Update on Lawsuit Against the SEIU Ballot Question

The Fiscal Alliance Foundation is a 501(c)3 non-partisan, non-profit organization that engages in legal challenges related to measures that involve the absence of a fiscally responsible, transparent, and accountable government and the tenets of individual liberty. More specifically, when the rights of the public at large and of private citizens are at risk due to these government oversteps.

This means, when we see a potential ballot question that is unconstitutional and would do immense harm to the state, we will legally challenge it. In 2023, the Fiscal Alliance Foundation legally challenged five ballot questions for the 2024 election cycle and successfully stopped all five of those from moving forward.

Our latest work protecting the public from unconstitutional policy proposals took place just this week. On Tuesday, the Fiscal Alliance Foundation offered written testimony to the Special Joint Committee on Initiative Petitions on behalf of three Massachusetts citizen voters—including Foundation board member Kristen Arute, Foundation spokesperson Paul Craney, and Michael Hruby —outlining their concerns over allowing the ballot question titled an Initiative Petition for an Act Giving Transportation Network Drivers the Option to Form a Union and Bargain Collectively, from making it to the 2024 ballot (Petition 23-35).

A copy of the testimony can be viewed here. The Boston Herald covered this hearing, which you may read by clicking here.

On March 14, through the support from the Fiscal Alliance Foundation, the three citizens submitted a written brief with the state Supreme Judicial Court (SJC) focusing on the many ways that the complex ballot question, which is over 32 pages long, violates the relatedness clause of Article 48 of the state constitution. A copy of their written brief may be found by clicking here and was also submitted as part of their written testimony before the Special Joint Committee on Initiative Petitions. The objectors are being represented by Mintz, Levin, Cohn, Ferris, Glovsky and Popeo, P.C., with Kevin McGinty serving as the lead attorney.

The relatedness clause requires that all parts of any ballot question put before the voters be related to and mutually dependent on each other. Petition 23-35 includes provisions that seek to allow Transportation Network Drivers (TND) to organize as a union, but would also do several additional things, namely:

  • Give the Commonwealth of Massachusetts the authority to set wages and benefits for these drivers instead of the private company
  • Create an entirely new classification of workers for labor law purposes that are allowed to partake in collective bargaining while being independent contractors
  • Would reduce the threshold of interest to call a vote to unionize from 30% to 2.5%.

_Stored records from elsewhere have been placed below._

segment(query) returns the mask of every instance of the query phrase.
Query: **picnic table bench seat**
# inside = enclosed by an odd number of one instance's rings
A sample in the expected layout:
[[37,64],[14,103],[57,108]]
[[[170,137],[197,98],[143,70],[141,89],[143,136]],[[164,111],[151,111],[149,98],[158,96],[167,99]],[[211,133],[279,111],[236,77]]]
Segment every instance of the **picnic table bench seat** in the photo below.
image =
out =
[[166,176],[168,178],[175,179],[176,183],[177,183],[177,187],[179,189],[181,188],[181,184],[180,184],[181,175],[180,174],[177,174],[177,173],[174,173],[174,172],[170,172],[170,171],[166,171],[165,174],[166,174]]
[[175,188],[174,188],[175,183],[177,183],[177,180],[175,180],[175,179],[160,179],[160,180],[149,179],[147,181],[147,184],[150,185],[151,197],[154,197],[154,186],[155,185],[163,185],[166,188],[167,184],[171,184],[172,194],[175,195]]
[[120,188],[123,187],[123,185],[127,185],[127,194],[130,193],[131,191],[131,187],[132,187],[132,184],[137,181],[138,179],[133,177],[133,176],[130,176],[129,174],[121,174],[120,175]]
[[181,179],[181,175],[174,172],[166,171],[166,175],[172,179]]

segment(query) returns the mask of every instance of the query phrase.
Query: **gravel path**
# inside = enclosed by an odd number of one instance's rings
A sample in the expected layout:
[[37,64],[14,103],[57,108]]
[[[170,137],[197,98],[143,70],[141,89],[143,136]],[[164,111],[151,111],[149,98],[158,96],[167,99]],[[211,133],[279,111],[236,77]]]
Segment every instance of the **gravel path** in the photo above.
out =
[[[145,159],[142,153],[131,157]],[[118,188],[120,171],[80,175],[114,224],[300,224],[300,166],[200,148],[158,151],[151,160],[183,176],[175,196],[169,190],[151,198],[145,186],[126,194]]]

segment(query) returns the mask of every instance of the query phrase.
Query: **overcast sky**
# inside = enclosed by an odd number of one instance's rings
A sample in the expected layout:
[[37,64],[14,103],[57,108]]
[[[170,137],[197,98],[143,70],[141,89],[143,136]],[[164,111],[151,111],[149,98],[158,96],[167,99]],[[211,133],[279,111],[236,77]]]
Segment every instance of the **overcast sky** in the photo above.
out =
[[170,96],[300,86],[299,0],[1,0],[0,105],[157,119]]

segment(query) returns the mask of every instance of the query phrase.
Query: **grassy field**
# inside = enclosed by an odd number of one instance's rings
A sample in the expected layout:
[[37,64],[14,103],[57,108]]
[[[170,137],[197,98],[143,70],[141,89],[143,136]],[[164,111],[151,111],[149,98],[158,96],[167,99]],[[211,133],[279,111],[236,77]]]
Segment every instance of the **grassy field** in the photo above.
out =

These policy changes could have a significant impact on all Massachusetts businesses, as the SEIU wouldn’t stop with just Uber and Lyft drivers. It’s easy to imagine they would want to unionize other industries made up of independent contractors, and with a 2.5% vote needed to call for a unionization vote, they would be able to coerce nearly any business doing work with independent contractors. 

The potential ballot question has significant issues the lawsuit hopes to highlight at the SJC. At 32 pages long, the text of this question is long, complex, and blatantly combines multiple distinct policies into one ballot question. A reasonable person could have a differing opinion on any of these various aspects of the question, which is what Article 48 is there to prevent. Voters should not feel like they have to vote for a ballot question to get policy “A”, even though they oppose policy “B” which are both included in the same question.

The brief itself notes that, “The Petition bundles contradictory provisions that are neither mutually dependent nor operationally related, denying voters a meaningful choice to express a uniform public policy. And it presents these issues in a confusing manner that obscures the grant of government authority, with the attendant risk that voters will unintentionally adopt that policy in the mistaken belief that the Petition’s only purpose was to establish collective bargaining for TNDs.”

The brief also notes that at least two portions of the question, the provision allowing independent contractors to engage in collective bargaining and the provision that would lower the threshold to call a vote to unionize from 30% to 2.5%, are in direct contradiction with federal and state labor law.

Separately, the Attorney General has approved separate petitions to be presented to voters this fall that would confirm the independent contractor status of TNDs. Petition 23-35 does not oppose or seek to undo any of those petitions. A vote for Petition 23-35 would not be a vote against those other petitions. Rather, it is drafted so that if one of those petitions is adopted, adopting Petition 23-35 as well would provide a mechanism to circumvent federal law and create a new class of independent contractors who are uniquely authorized to engage in collective bargaining.

The Commonwealth has passed ballot questions that contradict federal law in the past and Massachusetts is still adjudicating those as we speak. If this question were allowed to move forward as written, Massachusetts would be entering into a legal quagmire that could take decades to resolve. The Fiscal Alliance Foundation is sounding the alarm, to what could happen, if our legal efforts at the SJC are not successful.

The Attorney General and the petition proponents, who have intervened in the suit, can respond by April 12th, and a reply to the Attorney General’s response is due on April 19th. Oral argument is scheduled to be heard on May 6th. We hope the SJC will disqualify this potential ballot question from going before the voters for the reasons we state here.